# What rock is used in this tank?



## ukapstt77 (31 Mar 2011)

Hello guys

Can anyone tell me what rock is used in this tank? and where can I get it from?
http://www.thegreenmachineonline.com/gallery/2577

Thx


----------



## Kazuya (3 Apr 2011)

I could be wrong but I think that its ADA Manten stone. 
If you look through here
http://www.belio.pl/galerie/a/ada-skala ... 1_7643.jpg

and here
http://www.google.es/images?q=Manten+St ... 10&bih=704

And here too
http://www.plantedtank.net/forums/aquas ... e-afa.html

Hope that helps.  I'm actually looking into get some of these.


----------



## Piece-of-fish (3 Apr 2011)

I really doubt it is Manten stone.
Most definetely pagoda rock.
The only 2 places i have seen it in UK is Aquarium Design Center and Living Waters both in London and both dont sell online.
Regards.


----------



## Kazuya (3 Apr 2011)

Not doubting you at all but doesn't the Pagoda rock have more of a layered slate look to it.

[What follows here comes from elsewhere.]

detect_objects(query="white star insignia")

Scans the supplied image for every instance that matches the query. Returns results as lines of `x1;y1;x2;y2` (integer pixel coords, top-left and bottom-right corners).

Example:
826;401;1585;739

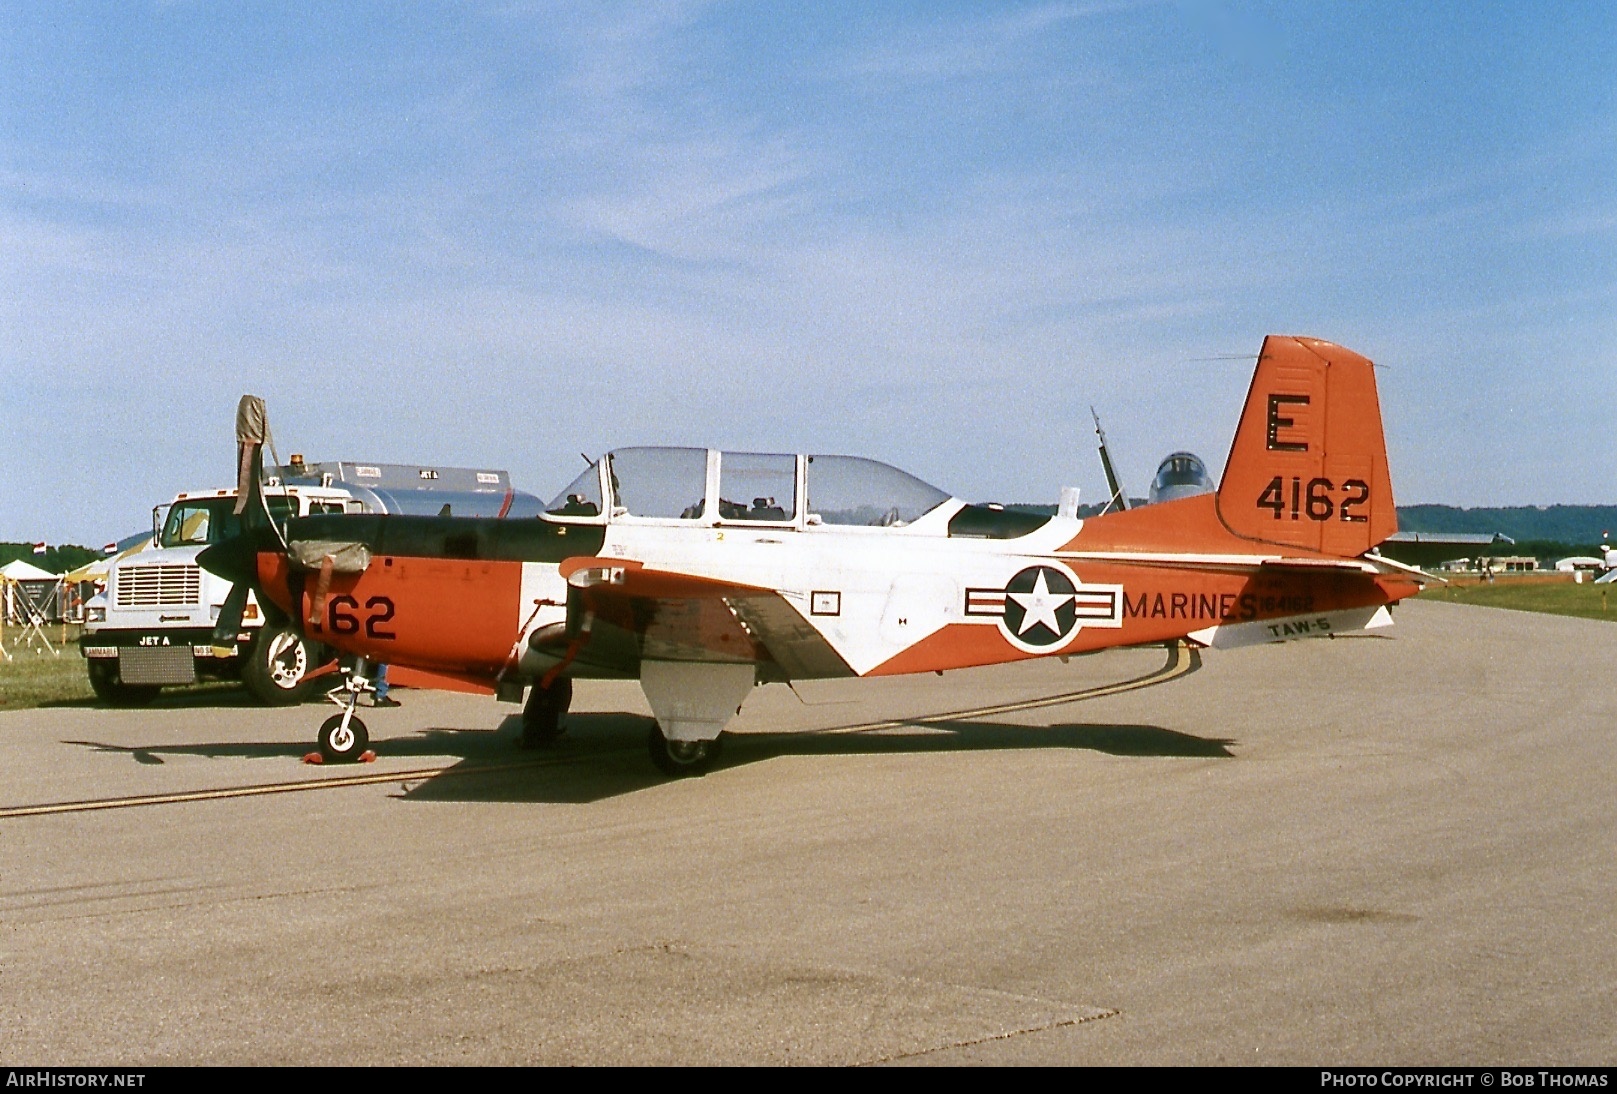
1006;569;1074;637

http://www.petproductsdelivered.com/ima ... 12_pid.jpg

Good example
http://www.crustaforum.com/board/showth ... Lost-World


----------



## Nelson (3 Apr 2011)

i've seen pagoda stone that looks like that in Living waters and wildwoods.

the pic in the second link looks more like petrified wood,even though they state pagoda stone   .


----------